Letting Hunger Strikers and other Patients Starve

 

Letting Hunger Strikers and other Patients Starve:

Using the history of medical ethics to understand current controversies

Dr Ian Miller.

Centre for the History of Medicine in Ireland, Ulster University

1800-1930, Thursday the 11th of May.

Edgar Graham Room (MST/02/002), The School of Law, Queen’s University Belfast.

Flyer [.pdf].

Abstract:

The force-feeding of Guantanamo Bay detainees has caused considerable debate. Opponents have depicted force-feeding as brutal; an act that would only be considered as a final resort in clinical practice. Images of patients being restrained and fed against their will clashes with 21st-century ethical sensibilities that privilege dignity and patient autonomy and dignity. Debates on such matters emerged as recently as February 2017 when an American court ruled that an anorexic, who subsequently died, should not be force-fed. However, ongoing debates about the feedings of elderly dementia patients and other anorexic patients suggest that society has developed contradictory and emotionally complex attitudes towards the idea of letting individuals starve to death.

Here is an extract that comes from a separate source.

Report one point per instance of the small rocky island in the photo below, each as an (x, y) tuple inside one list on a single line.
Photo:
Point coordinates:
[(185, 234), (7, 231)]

This paper begins by exploring the suffragette hunger strikes of 1909 and 1914 which, for the first time, presented serious ethical questions about the extent to which doctors could intervene in the human body by imposing eating (with force feeding). It then uses less well-known historical evidence (relating to hunger strikes made by convicts, conscientious objectors, Cold War peace protestors and other prisoners) to shed light on questions such as: Is force-feeding therapeutic or coercive?

In 1975, the World Medical Association declared force-feeding as unethical, seemingly ending debates on the matter. However, this paper argues that rather than ending debates on the matter, the introduction of new feeding technologies and ethical dilemmas meant that artificial feeding practices proliferated and diversified since the 1970s. As social attitudes towards starvation (and withholding/withdrawing food in clinical care) are emotionally sensitive, diverse approaches developed in relation to anorexics, prisoners, the elderly demented and the comatose. The paper concludes that, today, doctors and society generally feels more inclined to feed rather than let starve, suggesting that Guantanamo feedings are not in fact as anomalous as they seem and that the historical transition from medical paternalism to patient autonomy was often intricate and fragmentary.

Ian Miller is a lecturer in medical history at the Centre for the History of Medicine in Ireland, Ulster University. He recently published A History of Force Feeding: Prisons, Hunger Strikes and Medical Ethics, 1909-74 with Palgrave Macmillan. His other historical research focuses on areas including the history of stomachs, food, diet and nutrition.